Ancak Ken biraz kötü hissediyordu. Rohan hakkında biraz daha fazla şey öğrenmişti ve ona geçmişteki halini hatırlatıyordu, ancak bariz farklılıklar da vardı.
Rohan sadece beyzbol oynamaya devam etmekle kalmamış, yaralarını bahane olarak kullanmamıştı. Arkadaşlarına değer veriyor gibiydi ve Ken'e karşı soğuk davranmasının tek nedeni kendi sorunlarıydı.
Dün hariç, Ken'e saygılı davranmıştı.
Bara girdiklerinde takımın çoğu çoktan toplanmıştı. Ken'i görünce alkışladılar.
"Hesap geldi!"
"Hey, bu çok kaba." Cain azarladı, ancak yüzünde bir gülümseme vardı.
Ken başını salladı ama gülümsüyordu. Para harcamaktan nefret ediyordu ama sistemin daha önce nasıl davrandığına bakmaksızın, iyi bir başlangıç yaptığı için keyfi yerindeydi.
Bara doğru yürüdü ve cüzdanını çıkardı. "1000 dolar hesap açayım."
Barmen kaşlarını çattı, "Kimlik göstermeden olmaz."

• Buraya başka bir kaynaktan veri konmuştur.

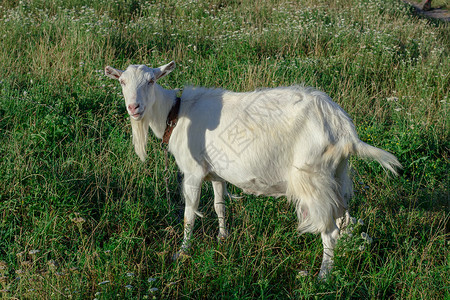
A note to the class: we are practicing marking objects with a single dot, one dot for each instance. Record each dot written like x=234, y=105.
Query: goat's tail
x=387, y=160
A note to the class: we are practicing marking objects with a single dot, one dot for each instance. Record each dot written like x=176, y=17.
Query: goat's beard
x=139, y=129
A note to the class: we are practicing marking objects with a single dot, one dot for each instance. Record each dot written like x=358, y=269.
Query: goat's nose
x=132, y=107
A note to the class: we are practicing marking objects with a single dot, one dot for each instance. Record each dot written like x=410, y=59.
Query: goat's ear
x=112, y=73
x=164, y=70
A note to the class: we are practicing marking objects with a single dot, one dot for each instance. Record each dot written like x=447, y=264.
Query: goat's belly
x=258, y=187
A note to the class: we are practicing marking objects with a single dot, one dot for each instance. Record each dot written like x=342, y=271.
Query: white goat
x=287, y=141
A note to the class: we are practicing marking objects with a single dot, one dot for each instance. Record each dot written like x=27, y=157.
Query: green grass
x=72, y=187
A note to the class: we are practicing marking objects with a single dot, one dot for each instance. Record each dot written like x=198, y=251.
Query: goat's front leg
x=329, y=239
x=220, y=189
x=191, y=192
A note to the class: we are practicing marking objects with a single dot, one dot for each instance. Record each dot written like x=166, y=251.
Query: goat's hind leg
x=220, y=189
x=318, y=205
x=191, y=192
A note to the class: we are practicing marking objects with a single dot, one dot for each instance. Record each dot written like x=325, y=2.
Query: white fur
x=288, y=141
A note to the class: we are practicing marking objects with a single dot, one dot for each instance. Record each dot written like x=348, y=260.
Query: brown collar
x=171, y=122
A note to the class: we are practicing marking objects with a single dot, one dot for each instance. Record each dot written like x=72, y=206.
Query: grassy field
x=81, y=217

Ken kimliğini gösterdi. Boyuna rağmen Ken hala reşit görünmüyordu.
"Oh! Ken!"
Barın diğer tarafından bir ses duydu ve dikkatini sesin geldiği yöne çevirdi. Futbol takımının hücum hattından çıkmış gibi görünen birkaç iri adam vardı.
Ayağa kalktıklarında SeaWolves forması giydiklerini gördü. Muhtemelen taraftar olduklarını anlayarak rahat bir nefes aldı.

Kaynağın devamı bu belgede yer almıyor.